Les yeux pétillants, elle se souvient des patates et du manioc accompagnés de chatinis qu’elle dégustait au goûter. « On mangeait beaucoup d’oeufs quand j’étais jeune, en rougail ou en cari. On allait aussi pêcher à Pointe aux Sables ou à Baie du Tombeau. À l’époque, c’était les deux bords de mer les plus accessibles car il n’y avait pas de chemin pour aller à Grand-Baie ou ailleurs », précise-t-elle.

 

Elle décrit le bouillon de poisson, le chatini coco, les achards et la béchamel aux graines de capucines comme un grand chef énoncerait un menu gastronomique.

« Et quand on versait le riz, on récupérait l’eau pour faire un bouillon de brèdes. Je ne vous parle pas du goût… Un délice ! »

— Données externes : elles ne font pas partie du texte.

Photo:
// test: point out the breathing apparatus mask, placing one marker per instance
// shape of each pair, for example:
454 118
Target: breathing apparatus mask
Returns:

Si les repas en semaine étaient simples, les dimanches étaient festifs ! « La volaille était vraiment un menu spécial. C’était le poulet de la basse-cour, nourri aux grains et aux brèdes. Succulent ! Le salmi de canard aussi avait quelque chose d’exceptionnel. On en a oublié les saveurs. Et je dois dire qu’un poulet nourrissait une famille de 10 personnes. On mangeait peu mais on mangeait bien. » À l’époque nous précise-t-elle, chaque famille grillait ses épices, allait chercher ses feuilles de caripoulé, pour préparer le masala. Chacun sa recette, chacun son parfum particulier...

 

C’est de sa mère qu’elle a hérité de cette passion pour la cuisine. Depuis toute petite, elle la voyait aux fourneaux, et en tant qu’aînée, elle a commencé à cuisiner tôt, pour aider. La débrouillardise en cuisine était le propre de cette époque. Pour faire gratiner un gratin de chouchou ou de macaroni, par exemple, on mettait une plaque ou un couvercle au-dessus du plat et on y plaçait de la braise.

 

Et comme il n’y avait pas de réfrigérateur, la viande, le lard et le poisson étaient salés et préservés dans un garde-manger en étamine dont les pieds étaient placés dans des pots en fer blanc remplis de pétrole pour tenir éloignés fourmis et autres insectes. Un temps où avec 25 sous, on avait pomme d’amour, chou, chevrette et de quoi prendre quelques goyaves de Chine sur la route du retour…

 

À 72 ans, Marie-Josée continue à partager sa passion avec sa famille. Elle prépare toujours de bons petits plats à L’Escale Créole, en compagnie de sa fille, Marie-Christine. Une transmission du savoir-faire de mère en fille.